白虎叹了口气。
时间塑造的历史具有顽固的自我修复性,在它这个“时间坏疽”被遗忘之后,历史归位的速度快的出乎预料,这或许也是青铜龙们如此大费周章的原因,哪怕这条时间线已经实际上“脱轨”了,但它们依然要在表面上使其维持“正确的走向”。
但这也不是坏事,这意味着白虎脑海中的那些记忆依然还有用武之地。
“过几日,龙王们就会抵达海加尔山为那棵世界之树施加祝福。”
玛法里奥说:
“我想..我想邀请您也参与,虽然您已经被世界遗忘,但这场战争里您亦是最大的功臣,理应享有这份祝福。”“不必,本座没有脆弱到需要你们当面对我说“谢谢’才能安心的地步。”
白虎果断的拒绝道:
“更何况,阿莎曼现在对我“兴趣’很大,我可不敢随意出现在它眼前,你们处理这些事就好,我和伊利丹前往希利苏斯.唔,那地方现在还不叫那个名字。
我们要在那里寻找很重要的物品,等到暗影女王找到了新的猎物之后,我再返回梦境也是一样的。”“那你记得帮我把这些东西藏好了,就埋在那个只有你和我知道的,未来我会葬身的鬼地方并且做好标记。”罗宁从行囊里拽出一个大包,递给了白虎,说:
“这里面有三颗阿坎多尔的种子和足够培育它们的永恒之水精华,如果我确实来自这条时间线的未来,如果我还能记住这些事,那么一万年后我会自己去取;如果我并非来自这条时间线的未来,那么就由你自行处理这些“罗宁宝藏’。
记得你答应我的事,当这条时间线上的罗宁诞生之后,你要引导他找到精灵老婆,并帮他处理掉魔瘾的祸患,让他履行身为父亲和丈夫的职责。还有这东西。”
他把自己手腕上那对华美的精灵传奇护腕取下,也放入包袱中,说:
“我不知道自己什么时候会被送回我的时代,但我猜应该就在今夜了,我不可能带走它们,所以只能拜托你了。”“嗯。”

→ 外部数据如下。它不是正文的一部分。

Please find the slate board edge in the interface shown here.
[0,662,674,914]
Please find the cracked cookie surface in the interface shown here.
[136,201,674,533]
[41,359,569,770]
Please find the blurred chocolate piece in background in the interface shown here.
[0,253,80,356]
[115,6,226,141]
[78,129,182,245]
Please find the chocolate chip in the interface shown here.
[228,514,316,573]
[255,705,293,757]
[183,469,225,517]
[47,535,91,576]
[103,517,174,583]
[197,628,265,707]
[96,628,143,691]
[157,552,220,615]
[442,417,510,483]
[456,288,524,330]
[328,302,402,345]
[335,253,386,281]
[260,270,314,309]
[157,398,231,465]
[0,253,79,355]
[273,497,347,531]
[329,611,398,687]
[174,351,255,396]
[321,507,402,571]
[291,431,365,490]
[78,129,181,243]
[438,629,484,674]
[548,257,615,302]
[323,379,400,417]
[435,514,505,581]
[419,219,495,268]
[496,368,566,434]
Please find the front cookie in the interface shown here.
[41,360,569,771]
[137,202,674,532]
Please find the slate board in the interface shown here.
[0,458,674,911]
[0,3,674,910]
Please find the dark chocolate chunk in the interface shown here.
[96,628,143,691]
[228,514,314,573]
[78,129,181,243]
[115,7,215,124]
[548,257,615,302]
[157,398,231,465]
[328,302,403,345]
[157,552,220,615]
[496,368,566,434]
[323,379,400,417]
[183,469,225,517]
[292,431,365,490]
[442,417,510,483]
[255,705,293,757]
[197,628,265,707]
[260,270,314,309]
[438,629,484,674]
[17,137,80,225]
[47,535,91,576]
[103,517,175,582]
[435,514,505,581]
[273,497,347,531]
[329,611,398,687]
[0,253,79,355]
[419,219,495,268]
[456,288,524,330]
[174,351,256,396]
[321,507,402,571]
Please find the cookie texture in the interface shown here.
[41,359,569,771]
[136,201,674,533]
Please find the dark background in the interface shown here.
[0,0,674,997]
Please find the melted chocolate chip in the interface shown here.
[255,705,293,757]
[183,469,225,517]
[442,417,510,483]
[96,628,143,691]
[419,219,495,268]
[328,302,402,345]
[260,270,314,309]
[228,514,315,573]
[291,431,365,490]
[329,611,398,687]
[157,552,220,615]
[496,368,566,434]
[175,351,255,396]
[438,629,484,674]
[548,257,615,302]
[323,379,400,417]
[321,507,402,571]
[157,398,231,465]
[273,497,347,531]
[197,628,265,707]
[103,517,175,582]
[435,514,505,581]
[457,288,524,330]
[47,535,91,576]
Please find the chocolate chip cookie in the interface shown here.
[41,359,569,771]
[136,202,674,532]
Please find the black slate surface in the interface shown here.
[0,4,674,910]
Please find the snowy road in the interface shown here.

白虎伸出爪子,握住罗宁的“宝藏”,正要开口告别就看到嗖的一下,罗宁消失在了一团时间旋涡中。艾斯卡达尔眨了眨眼睛,还没等它反应过来,随后就有恐怖的剧痛自它的大脑中爆发,就像是一根灼热的钢钎狠狠刺进了白虎的脑子里疯狂搅动。它能清晰的听到某种东西“撕裂”的声音。
那是它的灵魂。
亢祖警告过它,共生印记的受印者最好不要使用瞬时的远距离传送,这会给艾斯卡达尔的精神带来重压,它把这个禁忌告诉给了罗宁,大法师这段时间一直没有使用过传送术。
但现在,罗宁被一瞬间送回了一万年后!
时间上的距离远超一切空间变化带来的负担,足以将艾斯卡达尔留在罗宁身上那一小块灵魂瞬间撕扯下来。白虎痛苦的蜷缩在地上,捂着脑袋翻滚着咆哮着,宛若“紧箍咒”被念起时的痛苦,这让伊利丹和玛法里奥手足无措。他们无法理解白虎阁下遭受了什么样的奇诡攻击,只能尝试着先压制住它,免得它在失控下伤害到自己。玛法里奥唤醒了周围的树木化作十几条藤蔓缠绕白虎,又被它在痛苦中挣断,眼看着白虎的眼睛、鼻孔和嘴巴,耳朵都开始涌出鲜血,伊利丹情急之下就要睁开眼睛呼唤星魂,但却被突然出现的嘶鸣声阻止。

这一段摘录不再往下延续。